4. Performance Quality Of Service (QoS)

Kelly Long, chief technology officer, NexGen Storage, has a different take. He said he believes performance quality of service (QoS) will be the thing. Why? For decades, storage vendors have provided tools and capabilities to manage capacity more efficiently but have largely ignored performance. With storage performance QoS, storage performance becomes a measurable resource that can be provisioned, managed and guaranteed just like storage capacity.

“When this is done inside a policy framework where administrators can assign the importance of workloads, and assure that the most important workloads get their performance first, performance quality can be guaranteed,” said Long. “Performance QoS will become a ‘must have’ for virtualized environments where the performance of each application impacts every other application on the system, and where more and more customers are virtualizing their applications.”

5. Active Archives

Big data often seems to be front and center when people contemplate the next storage sensation. Dave Thomson, Senior Vice President of Sales and Marketing for QStar Technologies, said he sees the need to store digital content at the petabyte level and beyond as having taken traditional storage architectures to the breaking point.
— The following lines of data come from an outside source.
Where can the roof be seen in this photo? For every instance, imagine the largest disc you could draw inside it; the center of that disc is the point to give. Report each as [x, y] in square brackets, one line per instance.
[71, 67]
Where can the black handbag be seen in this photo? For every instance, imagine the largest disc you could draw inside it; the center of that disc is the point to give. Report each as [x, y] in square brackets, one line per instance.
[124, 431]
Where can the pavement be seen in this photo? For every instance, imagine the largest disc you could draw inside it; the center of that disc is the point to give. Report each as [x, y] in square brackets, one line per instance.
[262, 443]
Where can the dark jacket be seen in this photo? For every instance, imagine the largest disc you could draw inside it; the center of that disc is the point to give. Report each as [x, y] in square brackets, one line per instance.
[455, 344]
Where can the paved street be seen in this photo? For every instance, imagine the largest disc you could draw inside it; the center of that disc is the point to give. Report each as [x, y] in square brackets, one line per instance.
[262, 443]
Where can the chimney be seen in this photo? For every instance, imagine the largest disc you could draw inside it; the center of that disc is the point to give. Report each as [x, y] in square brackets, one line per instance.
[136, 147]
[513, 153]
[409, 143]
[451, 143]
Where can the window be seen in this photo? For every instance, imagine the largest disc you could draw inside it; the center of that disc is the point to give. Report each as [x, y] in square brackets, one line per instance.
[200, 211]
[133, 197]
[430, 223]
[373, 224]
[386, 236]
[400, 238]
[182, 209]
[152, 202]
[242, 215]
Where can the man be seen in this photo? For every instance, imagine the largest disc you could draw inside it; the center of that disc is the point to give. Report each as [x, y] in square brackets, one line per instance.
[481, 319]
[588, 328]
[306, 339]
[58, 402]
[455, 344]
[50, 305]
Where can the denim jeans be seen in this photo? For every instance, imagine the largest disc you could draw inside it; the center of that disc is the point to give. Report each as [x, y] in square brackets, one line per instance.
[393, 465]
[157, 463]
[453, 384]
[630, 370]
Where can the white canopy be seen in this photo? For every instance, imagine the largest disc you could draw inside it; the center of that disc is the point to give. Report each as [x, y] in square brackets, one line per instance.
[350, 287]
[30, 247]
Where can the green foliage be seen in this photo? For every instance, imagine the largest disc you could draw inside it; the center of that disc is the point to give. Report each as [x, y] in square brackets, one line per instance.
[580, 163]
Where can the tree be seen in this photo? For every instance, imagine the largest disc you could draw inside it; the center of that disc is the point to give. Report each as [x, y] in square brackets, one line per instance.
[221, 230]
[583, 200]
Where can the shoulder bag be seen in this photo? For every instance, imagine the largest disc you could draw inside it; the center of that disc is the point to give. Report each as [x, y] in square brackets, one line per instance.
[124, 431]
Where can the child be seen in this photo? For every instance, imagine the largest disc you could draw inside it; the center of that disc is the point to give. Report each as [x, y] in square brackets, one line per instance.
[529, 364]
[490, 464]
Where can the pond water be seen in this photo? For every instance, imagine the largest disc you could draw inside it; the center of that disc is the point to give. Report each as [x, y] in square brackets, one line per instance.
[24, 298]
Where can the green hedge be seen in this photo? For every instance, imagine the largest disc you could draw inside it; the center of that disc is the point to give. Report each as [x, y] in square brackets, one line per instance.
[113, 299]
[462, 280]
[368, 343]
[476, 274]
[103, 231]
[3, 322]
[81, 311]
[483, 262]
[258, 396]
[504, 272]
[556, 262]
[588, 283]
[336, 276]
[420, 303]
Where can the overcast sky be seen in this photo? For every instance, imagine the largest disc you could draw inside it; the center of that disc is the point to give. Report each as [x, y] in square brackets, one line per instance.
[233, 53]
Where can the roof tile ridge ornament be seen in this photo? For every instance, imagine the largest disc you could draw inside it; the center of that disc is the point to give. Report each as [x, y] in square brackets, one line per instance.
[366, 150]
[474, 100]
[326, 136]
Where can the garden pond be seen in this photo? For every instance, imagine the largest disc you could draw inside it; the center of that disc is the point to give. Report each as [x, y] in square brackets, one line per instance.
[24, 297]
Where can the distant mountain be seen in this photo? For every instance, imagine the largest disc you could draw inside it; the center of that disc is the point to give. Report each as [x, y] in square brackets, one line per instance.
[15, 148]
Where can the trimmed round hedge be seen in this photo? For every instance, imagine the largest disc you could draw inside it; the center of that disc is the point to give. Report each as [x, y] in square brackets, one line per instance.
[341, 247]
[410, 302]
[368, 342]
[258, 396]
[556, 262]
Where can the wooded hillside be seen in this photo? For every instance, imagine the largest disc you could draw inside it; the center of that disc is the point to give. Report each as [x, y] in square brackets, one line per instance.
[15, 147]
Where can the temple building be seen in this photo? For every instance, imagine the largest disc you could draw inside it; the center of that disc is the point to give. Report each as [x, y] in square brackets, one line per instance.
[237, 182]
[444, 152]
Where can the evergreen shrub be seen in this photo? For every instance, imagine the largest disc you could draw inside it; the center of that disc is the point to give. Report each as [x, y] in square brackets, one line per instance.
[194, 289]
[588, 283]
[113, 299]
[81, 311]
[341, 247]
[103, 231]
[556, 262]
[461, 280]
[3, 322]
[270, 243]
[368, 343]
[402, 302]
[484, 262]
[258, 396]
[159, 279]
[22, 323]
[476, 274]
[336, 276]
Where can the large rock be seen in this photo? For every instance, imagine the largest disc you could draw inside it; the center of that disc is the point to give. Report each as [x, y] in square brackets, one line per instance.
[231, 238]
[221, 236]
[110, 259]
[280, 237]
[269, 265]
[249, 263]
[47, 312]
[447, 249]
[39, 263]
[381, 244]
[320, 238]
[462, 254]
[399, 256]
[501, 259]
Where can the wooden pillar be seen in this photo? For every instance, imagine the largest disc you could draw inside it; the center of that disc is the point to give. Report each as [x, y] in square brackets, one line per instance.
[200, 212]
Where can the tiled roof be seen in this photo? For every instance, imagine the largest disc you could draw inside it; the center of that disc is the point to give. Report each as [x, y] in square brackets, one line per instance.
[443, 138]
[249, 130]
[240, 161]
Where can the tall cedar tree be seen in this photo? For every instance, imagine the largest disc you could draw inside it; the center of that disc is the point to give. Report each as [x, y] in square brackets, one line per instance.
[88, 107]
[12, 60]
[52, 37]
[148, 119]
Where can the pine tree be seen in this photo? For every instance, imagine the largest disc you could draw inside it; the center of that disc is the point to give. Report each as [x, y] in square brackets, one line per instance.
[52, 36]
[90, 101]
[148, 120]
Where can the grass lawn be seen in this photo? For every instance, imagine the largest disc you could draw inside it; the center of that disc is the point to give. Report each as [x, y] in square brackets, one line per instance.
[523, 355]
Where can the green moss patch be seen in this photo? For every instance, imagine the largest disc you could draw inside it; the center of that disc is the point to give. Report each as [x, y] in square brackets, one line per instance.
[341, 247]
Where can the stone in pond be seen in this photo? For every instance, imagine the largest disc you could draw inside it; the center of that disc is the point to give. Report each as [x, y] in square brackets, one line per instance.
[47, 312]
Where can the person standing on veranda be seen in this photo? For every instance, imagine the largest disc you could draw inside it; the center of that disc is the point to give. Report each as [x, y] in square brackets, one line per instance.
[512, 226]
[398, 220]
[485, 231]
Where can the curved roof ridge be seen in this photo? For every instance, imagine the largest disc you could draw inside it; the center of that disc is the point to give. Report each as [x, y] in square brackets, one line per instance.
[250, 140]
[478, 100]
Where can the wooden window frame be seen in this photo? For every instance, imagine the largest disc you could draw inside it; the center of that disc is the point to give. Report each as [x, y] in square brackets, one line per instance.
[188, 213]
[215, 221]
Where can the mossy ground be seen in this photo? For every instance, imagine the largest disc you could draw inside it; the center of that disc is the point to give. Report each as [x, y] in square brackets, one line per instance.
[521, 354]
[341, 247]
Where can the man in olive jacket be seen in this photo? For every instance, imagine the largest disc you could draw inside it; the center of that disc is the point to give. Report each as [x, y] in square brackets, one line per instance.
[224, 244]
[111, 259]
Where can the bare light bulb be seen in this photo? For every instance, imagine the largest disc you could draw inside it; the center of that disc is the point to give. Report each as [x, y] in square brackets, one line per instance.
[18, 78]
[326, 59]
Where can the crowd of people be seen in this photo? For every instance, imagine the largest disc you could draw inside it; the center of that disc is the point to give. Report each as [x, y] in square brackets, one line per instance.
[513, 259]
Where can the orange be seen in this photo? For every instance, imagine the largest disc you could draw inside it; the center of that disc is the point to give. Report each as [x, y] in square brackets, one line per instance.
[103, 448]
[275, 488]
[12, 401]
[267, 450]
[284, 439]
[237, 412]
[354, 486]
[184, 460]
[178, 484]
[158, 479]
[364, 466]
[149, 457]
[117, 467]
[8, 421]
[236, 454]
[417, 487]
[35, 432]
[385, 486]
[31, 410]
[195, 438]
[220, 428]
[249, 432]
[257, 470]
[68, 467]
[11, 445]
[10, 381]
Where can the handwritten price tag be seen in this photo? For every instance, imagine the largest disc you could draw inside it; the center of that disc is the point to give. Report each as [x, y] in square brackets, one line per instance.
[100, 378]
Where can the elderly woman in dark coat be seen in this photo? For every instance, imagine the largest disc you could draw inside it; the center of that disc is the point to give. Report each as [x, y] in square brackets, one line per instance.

“Big data, back up and protection, data preservation, compliance, data center environmentals and the explosion of unstructured data are all driving the need for more advanced storage capabilities,” he said. “Active archives are becoming the next big thing in storage for companies that regularly manage high-volume digital assets or face exponential data growth.”

As a result, software, tape and disk vendors are banding together to combine their technologies to solve these evolving. The Active Archive Alliance is one such effort.

6. Convergence

Convergence of technologies rarely gets anyone too excited. When VoIP came along, many tried to get people jazzed about the combination of voice and data on one line. But it was a tough sell. The technology gradually gained ground, but it didn’t create too many ripples on prime time.

The latest convergence play is networking and storage networking on a shared platform — with virtualization being added into the mix so that the servers, networking gear, storage hardware and everything else interacted seamlessly and most importantly in a simple and effortless manner for those running IT.

“A big trend is the continued path to converged infrastructure, also affectionately referred to as data center in a box,” said Moosa Matariyeh, a solution architect for storage at CDW. “Consolidation, simplification and streamlining of the entire data center — including the storage — will continue into 2012 as IT staffs remain lean and projects continue to pile up.”

Greg Schulz, an analyst at StorageIO Group, concurs. But he adds an extra element — metrics and reporting.

“Beyond today’s buzzword bingo darlings (e.g., cloud, virtualization, SSD, dedupe and big data) the next round of hot topics will include metrics and reporting that spans across servers, storage, networks, cloud computer and virtualization,” he said.